The Abbey Gate is a main entryway to the international airport.
The U.S. Embassy in Kabul warned citizens to avoid traveling to the airport and avoid airport gates, and urged Americans who were at the Abbey Gate, East Gate or North Gate entrances to leave immediately.
U.S. military officials at the airport said that an attack, given the speed and confusion surrounding the entire evacuation, was never a matter of if, but when. U.S. Marines guarding Abbey Gate had been briefed on the potential of a suicide bomber striking near their position, but continued processing those trying to gain entry.

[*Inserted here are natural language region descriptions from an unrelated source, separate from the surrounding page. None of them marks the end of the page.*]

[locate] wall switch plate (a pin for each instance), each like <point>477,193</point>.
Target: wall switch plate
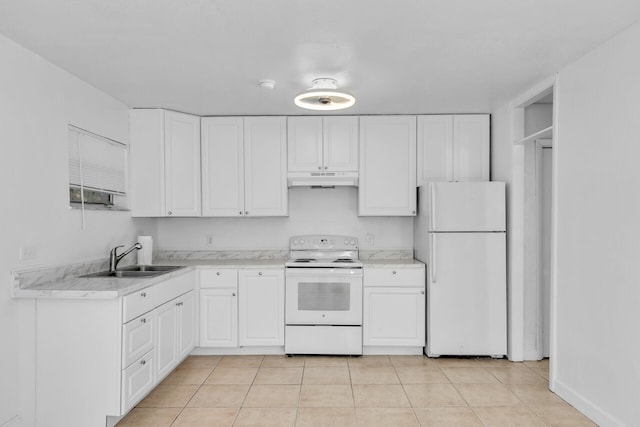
<point>27,252</point>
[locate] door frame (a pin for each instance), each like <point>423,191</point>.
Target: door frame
<point>523,242</point>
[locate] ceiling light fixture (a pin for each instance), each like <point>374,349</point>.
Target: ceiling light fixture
<point>324,95</point>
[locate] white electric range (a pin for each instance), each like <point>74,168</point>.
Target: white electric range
<point>323,288</point>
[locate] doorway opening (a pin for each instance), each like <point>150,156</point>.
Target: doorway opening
<point>532,197</point>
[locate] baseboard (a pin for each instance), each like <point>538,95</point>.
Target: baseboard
<point>392,351</point>
<point>586,406</point>
<point>216,351</point>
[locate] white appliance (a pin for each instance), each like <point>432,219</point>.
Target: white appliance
<point>461,236</point>
<point>323,296</point>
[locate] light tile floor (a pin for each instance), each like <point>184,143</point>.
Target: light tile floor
<point>369,391</point>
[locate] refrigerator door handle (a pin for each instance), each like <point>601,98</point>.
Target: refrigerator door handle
<point>433,258</point>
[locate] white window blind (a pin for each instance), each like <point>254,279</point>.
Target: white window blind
<point>96,163</point>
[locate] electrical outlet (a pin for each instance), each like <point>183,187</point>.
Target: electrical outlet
<point>370,239</point>
<point>27,252</point>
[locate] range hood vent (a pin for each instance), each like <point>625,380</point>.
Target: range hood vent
<point>322,179</point>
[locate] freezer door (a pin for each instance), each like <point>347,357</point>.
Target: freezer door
<point>467,206</point>
<point>467,294</point>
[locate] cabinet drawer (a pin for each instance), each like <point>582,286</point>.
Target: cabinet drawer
<point>137,380</point>
<point>138,303</point>
<point>394,276</point>
<point>219,278</point>
<point>174,287</point>
<point>137,338</point>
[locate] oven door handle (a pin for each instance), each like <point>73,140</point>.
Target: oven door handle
<point>321,272</point>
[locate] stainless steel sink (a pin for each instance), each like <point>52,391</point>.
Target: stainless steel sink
<point>134,271</point>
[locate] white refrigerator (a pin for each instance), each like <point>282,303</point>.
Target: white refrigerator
<point>460,235</point>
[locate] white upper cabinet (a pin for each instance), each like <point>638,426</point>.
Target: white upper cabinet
<point>387,166</point>
<point>265,162</point>
<point>328,144</point>
<point>304,136</point>
<point>453,148</point>
<point>222,166</point>
<point>165,163</point>
<point>471,145</point>
<point>244,166</point>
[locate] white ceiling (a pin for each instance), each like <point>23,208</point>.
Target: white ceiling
<point>402,56</point>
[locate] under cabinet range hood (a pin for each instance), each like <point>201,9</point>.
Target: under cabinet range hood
<point>322,179</point>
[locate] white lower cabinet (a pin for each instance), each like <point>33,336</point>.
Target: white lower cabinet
<point>175,336</point>
<point>241,307</point>
<point>109,353</point>
<point>138,379</point>
<point>219,317</point>
<point>394,307</point>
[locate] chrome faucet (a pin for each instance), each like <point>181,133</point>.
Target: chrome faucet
<point>114,258</point>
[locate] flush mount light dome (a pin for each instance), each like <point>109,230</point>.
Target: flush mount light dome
<point>324,95</point>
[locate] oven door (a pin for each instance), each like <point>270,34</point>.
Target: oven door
<point>323,296</point>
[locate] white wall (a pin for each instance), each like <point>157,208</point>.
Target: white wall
<point>311,211</point>
<point>38,102</point>
<point>598,232</point>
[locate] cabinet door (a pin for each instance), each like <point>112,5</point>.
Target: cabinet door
<point>146,156</point>
<point>261,307</point>
<point>186,324</point>
<point>471,147</point>
<point>304,140</point>
<point>137,380</point>
<point>340,136</point>
<point>182,164</point>
<point>222,166</point>
<point>218,318</point>
<point>166,341</point>
<point>265,159</point>
<point>387,166</point>
<point>435,148</point>
<point>394,316</point>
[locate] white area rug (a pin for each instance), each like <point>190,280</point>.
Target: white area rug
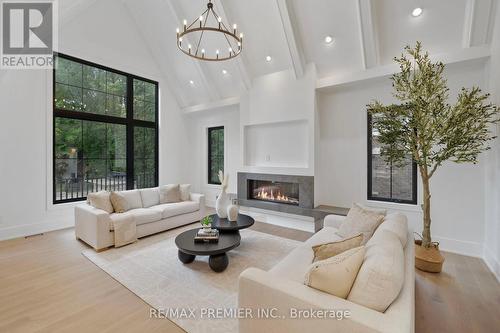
<point>150,269</point>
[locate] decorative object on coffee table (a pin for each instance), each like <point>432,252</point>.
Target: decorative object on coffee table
<point>218,260</point>
<point>233,210</point>
<point>206,222</point>
<point>428,128</point>
<point>224,225</point>
<point>222,201</point>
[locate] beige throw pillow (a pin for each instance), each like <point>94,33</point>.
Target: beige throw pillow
<point>328,250</point>
<point>382,275</point>
<point>336,275</point>
<point>119,202</point>
<point>185,191</point>
<point>360,220</point>
<point>100,200</point>
<point>170,193</point>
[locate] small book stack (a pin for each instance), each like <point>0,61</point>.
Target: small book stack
<point>207,236</point>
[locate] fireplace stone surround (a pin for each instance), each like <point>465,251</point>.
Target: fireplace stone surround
<point>299,202</point>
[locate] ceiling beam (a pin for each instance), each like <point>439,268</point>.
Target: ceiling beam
<point>73,11</point>
<point>201,66</point>
<point>154,48</point>
<point>368,37</point>
<point>212,105</point>
<point>241,63</point>
<point>470,7</point>
<point>478,22</point>
<point>288,22</point>
<point>465,55</point>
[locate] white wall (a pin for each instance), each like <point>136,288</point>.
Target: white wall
<point>457,190</point>
<point>197,124</point>
<point>492,230</point>
<point>280,108</point>
<point>105,34</point>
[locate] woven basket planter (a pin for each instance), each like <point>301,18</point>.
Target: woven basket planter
<point>428,259</point>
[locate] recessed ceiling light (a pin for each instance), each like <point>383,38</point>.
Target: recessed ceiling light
<point>417,12</point>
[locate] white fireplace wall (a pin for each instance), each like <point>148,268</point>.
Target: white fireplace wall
<point>283,144</point>
<point>279,104</point>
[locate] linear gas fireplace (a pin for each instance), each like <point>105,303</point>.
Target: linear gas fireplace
<point>273,191</point>
<point>285,193</point>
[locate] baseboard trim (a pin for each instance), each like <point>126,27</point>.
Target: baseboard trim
<point>492,264</point>
<point>34,228</point>
<point>466,248</point>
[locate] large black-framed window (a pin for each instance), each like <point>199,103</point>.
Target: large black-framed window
<point>215,153</point>
<point>386,181</point>
<point>105,130</point>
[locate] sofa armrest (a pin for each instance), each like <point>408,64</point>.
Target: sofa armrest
<point>197,197</point>
<point>262,290</point>
<point>333,221</point>
<point>92,225</point>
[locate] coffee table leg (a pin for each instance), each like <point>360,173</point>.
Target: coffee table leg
<point>185,258</point>
<point>218,262</point>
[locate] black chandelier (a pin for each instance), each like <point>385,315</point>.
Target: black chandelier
<point>199,25</point>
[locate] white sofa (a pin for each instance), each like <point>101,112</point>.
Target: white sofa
<point>95,226</point>
<point>282,288</point>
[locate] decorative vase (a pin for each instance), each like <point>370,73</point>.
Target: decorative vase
<point>232,212</point>
<point>428,259</point>
<point>221,204</point>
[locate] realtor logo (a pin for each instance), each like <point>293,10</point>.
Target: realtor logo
<point>28,34</point>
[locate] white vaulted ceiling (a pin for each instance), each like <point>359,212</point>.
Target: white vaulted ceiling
<point>367,35</point>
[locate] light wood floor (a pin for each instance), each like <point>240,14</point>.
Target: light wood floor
<point>46,285</point>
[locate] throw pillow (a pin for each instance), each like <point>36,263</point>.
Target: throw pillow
<point>336,275</point>
<point>328,250</point>
<point>185,191</point>
<point>381,278</point>
<point>170,193</point>
<point>360,220</point>
<point>100,200</point>
<point>119,202</point>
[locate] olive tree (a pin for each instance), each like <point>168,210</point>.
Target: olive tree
<point>425,126</point>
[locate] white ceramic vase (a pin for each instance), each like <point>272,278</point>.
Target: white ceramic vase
<point>221,204</point>
<point>232,212</point>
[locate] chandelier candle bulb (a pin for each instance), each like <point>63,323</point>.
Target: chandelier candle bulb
<point>207,24</point>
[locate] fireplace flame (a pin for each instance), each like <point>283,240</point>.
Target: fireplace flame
<point>268,194</point>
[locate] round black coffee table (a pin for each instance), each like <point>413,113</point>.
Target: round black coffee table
<point>218,259</point>
<point>223,225</point>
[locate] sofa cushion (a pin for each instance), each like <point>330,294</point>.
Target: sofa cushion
<point>100,200</point>
<point>185,191</point>
<point>336,275</point>
<point>177,208</point>
<point>120,204</point>
<point>295,265</point>
<point>170,193</point>
<point>360,220</point>
<point>398,224</point>
<point>145,215</point>
<point>132,198</point>
<point>150,197</point>
<point>331,249</point>
<point>382,274</point>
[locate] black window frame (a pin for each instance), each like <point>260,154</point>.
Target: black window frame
<point>129,122</point>
<point>413,200</point>
<point>209,159</point>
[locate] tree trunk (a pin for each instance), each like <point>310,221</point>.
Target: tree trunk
<point>426,208</point>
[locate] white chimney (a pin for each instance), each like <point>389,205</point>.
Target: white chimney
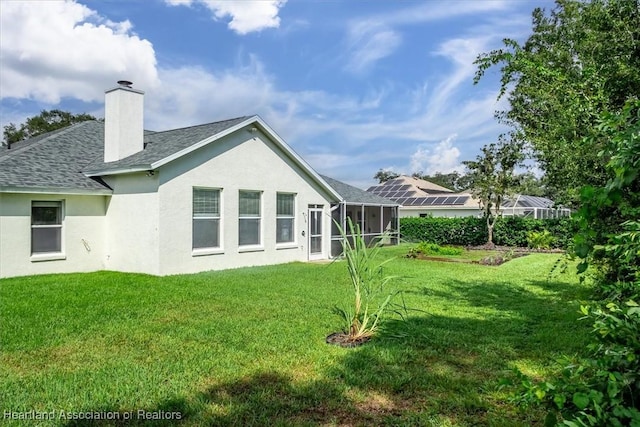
<point>123,122</point>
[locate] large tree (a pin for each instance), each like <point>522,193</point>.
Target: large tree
<point>493,178</point>
<point>44,122</point>
<point>582,60</point>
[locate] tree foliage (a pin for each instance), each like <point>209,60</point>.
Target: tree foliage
<point>44,122</point>
<point>493,179</point>
<point>582,59</point>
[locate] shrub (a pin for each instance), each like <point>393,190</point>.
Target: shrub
<point>604,387</point>
<point>370,301</point>
<point>427,248</point>
<point>540,239</point>
<point>472,231</point>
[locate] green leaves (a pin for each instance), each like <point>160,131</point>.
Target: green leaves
<point>579,62</point>
<point>367,283</point>
<point>44,122</point>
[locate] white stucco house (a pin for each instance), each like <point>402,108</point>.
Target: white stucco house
<point>109,195</point>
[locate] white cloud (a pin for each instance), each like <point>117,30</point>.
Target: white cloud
<point>246,16</point>
<point>373,38</point>
<point>443,158</point>
<point>59,49</point>
<point>368,43</point>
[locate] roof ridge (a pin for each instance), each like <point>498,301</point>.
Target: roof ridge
<point>200,125</point>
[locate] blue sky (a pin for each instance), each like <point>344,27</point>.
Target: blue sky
<point>352,85</point>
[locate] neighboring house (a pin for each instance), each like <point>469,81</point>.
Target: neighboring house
<point>418,197</point>
<point>108,195</point>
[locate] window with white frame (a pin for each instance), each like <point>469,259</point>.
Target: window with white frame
<point>285,216</point>
<point>249,218</point>
<point>46,227</point>
<point>206,218</point>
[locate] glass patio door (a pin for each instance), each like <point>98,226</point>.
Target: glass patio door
<point>315,233</point>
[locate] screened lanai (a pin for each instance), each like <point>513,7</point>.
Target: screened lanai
<point>376,216</point>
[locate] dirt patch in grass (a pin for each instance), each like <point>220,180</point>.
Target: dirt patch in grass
<point>344,340</point>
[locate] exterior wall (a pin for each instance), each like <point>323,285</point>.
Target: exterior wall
<point>83,235</point>
<point>132,226</point>
<point>242,161</point>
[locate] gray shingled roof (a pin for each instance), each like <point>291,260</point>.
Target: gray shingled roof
<point>352,194</point>
<point>160,145</point>
<point>54,160</point>
<point>59,160</point>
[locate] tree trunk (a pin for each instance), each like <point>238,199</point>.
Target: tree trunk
<point>490,225</point>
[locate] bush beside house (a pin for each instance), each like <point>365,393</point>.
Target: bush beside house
<point>472,231</point>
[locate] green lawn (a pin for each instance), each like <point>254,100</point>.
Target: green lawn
<point>246,347</point>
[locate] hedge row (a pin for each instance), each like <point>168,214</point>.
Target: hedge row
<point>471,231</point>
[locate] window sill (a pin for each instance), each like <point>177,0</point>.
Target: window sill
<point>207,251</point>
<point>51,256</point>
<point>291,245</point>
<point>252,248</point>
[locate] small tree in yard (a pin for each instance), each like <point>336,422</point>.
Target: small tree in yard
<point>370,299</point>
<point>493,178</point>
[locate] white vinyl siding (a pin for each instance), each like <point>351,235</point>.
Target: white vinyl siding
<point>285,218</point>
<point>206,218</point>
<point>250,220</point>
<point>46,227</point>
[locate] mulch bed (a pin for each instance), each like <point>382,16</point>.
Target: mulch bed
<point>505,254</point>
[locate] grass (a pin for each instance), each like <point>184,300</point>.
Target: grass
<point>246,346</point>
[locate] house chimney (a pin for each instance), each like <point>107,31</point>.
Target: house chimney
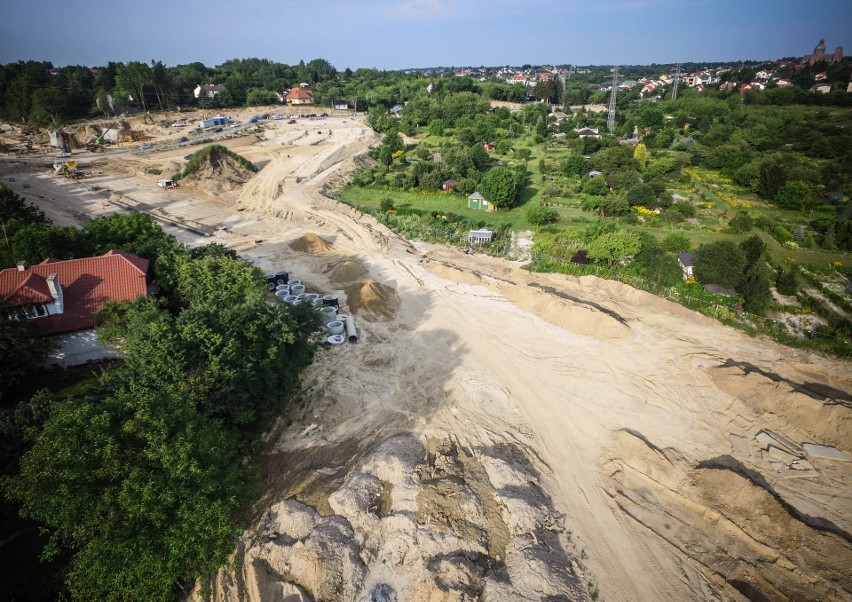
<point>56,292</point>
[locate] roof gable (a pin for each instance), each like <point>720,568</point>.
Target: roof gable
<point>87,284</point>
<point>32,289</point>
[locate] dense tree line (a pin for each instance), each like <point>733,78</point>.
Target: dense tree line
<point>138,481</point>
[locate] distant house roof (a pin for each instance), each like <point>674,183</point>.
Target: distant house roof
<point>299,94</point>
<point>719,290</point>
<point>87,284</point>
<point>686,259</point>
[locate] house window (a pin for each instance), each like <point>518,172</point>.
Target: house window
<point>28,312</point>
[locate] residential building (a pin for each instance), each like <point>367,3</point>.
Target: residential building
<point>299,96</point>
<point>59,296</point>
<point>212,90</point>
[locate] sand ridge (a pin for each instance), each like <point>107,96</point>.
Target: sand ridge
<point>503,434</point>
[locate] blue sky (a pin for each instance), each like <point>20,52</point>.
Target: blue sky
<point>395,34</point>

One Afghan, Barat, who had traveled to the airport with his cousin to show documents to foreign soldiers, said he was about 30 feet away from one of the blasts.
“The crowd was packed and people were pushing," he said. "I tripped — and that’s when the explosion happened. I think four or five soldiers were hit.”
“We fell to the ground and the foreign soldiers started shooting," Barat said. "There were bodies everywhere, people were running.”
Fahim, a shopkeeper from Kunduz province, came to Kabul two weeks ago in an attempt to leave the country, and he was outside the airport when he witnessed what he described as “two big explosions” nearby.
“People were fleeing and the Taliban forced us to leave the area," he said. "Americans were firing to disperse people.”
Elsewhere in the city, sporadic gunfire and alarms could be heard from the airport.